You could use a generator expression with a default value and then next it:

next((x for x in seq if predicate(x)), None)

Although for this one-liner you need to be using Python >= 2.6.

This rather popular article further discusses this issue: Cleanest Python find-in-list function?.

I don't think there's anything wrong with either solutions you proposed in your question.

In my own code, I would implement it like this though:

(x for x in seq if predicate(x)).next()

The syntax with () creates a generator, which is more efficient than generating all the list at once with [].

J.F. Sebastian's answer is most elegant but requires python 2.6 as fortran pointed out.

For Python version < 2.6, here's the best I can come up with:

from itertools import repeat,ifilter,chain
chain(ifilter(predicate,seq),repeat(None)).next()

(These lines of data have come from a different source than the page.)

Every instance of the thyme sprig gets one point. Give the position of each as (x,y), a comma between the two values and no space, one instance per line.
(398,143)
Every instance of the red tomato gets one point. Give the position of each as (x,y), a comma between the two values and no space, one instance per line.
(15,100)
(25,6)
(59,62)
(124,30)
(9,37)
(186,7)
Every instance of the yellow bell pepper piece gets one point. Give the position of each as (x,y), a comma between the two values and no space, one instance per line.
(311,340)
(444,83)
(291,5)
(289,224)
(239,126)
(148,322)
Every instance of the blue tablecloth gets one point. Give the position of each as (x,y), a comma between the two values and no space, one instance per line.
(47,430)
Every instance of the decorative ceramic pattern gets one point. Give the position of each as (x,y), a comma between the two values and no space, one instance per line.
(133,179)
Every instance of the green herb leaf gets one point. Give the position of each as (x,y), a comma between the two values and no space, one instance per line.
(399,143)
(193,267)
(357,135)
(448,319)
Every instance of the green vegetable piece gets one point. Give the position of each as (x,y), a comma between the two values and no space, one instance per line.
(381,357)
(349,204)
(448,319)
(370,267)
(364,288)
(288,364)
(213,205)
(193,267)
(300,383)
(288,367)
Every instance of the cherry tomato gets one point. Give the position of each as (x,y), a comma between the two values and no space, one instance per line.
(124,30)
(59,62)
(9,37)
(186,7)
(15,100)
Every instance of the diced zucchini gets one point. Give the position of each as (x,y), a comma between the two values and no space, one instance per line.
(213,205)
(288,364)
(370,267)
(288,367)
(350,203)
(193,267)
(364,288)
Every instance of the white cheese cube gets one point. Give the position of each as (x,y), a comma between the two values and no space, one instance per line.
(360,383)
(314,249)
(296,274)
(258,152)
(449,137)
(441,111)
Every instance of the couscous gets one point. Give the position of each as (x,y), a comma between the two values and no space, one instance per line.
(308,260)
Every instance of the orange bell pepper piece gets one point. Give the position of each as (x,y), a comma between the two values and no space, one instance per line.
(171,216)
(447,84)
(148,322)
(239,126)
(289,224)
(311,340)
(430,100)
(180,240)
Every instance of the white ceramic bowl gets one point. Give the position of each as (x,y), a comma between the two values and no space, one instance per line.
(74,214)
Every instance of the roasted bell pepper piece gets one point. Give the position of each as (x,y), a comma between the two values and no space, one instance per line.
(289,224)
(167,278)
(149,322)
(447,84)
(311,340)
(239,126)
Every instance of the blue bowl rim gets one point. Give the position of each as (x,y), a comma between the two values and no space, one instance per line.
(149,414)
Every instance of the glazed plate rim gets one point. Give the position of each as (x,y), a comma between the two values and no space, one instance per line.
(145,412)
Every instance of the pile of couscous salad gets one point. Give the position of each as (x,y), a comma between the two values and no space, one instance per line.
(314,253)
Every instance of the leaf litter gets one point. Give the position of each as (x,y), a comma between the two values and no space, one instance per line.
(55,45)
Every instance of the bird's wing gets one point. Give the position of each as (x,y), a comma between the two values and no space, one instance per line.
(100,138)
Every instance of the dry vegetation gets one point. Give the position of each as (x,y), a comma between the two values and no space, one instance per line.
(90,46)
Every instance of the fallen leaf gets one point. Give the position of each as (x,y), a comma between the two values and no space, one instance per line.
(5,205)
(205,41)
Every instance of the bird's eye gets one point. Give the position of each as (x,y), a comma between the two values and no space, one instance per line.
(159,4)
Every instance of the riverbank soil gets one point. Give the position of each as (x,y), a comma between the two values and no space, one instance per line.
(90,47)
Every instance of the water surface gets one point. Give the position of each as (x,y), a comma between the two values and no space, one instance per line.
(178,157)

Alternatively if you needed a list later (list handles the StopIteration), or you needed more than just the first but still not all, you can do it with islice:

from itertools import islice,ifilter
list(islice(ifilter(predicate,seq),1))

UPDATE: Although I am personally using a predefined function called first() that catches a StopIteration and returns None, Here's a possible improvement over the above example: avoid using filter / ifilter:

from itertools import islice,chain
chain((x for x in seq if predicate(x)),repeat(None)).next()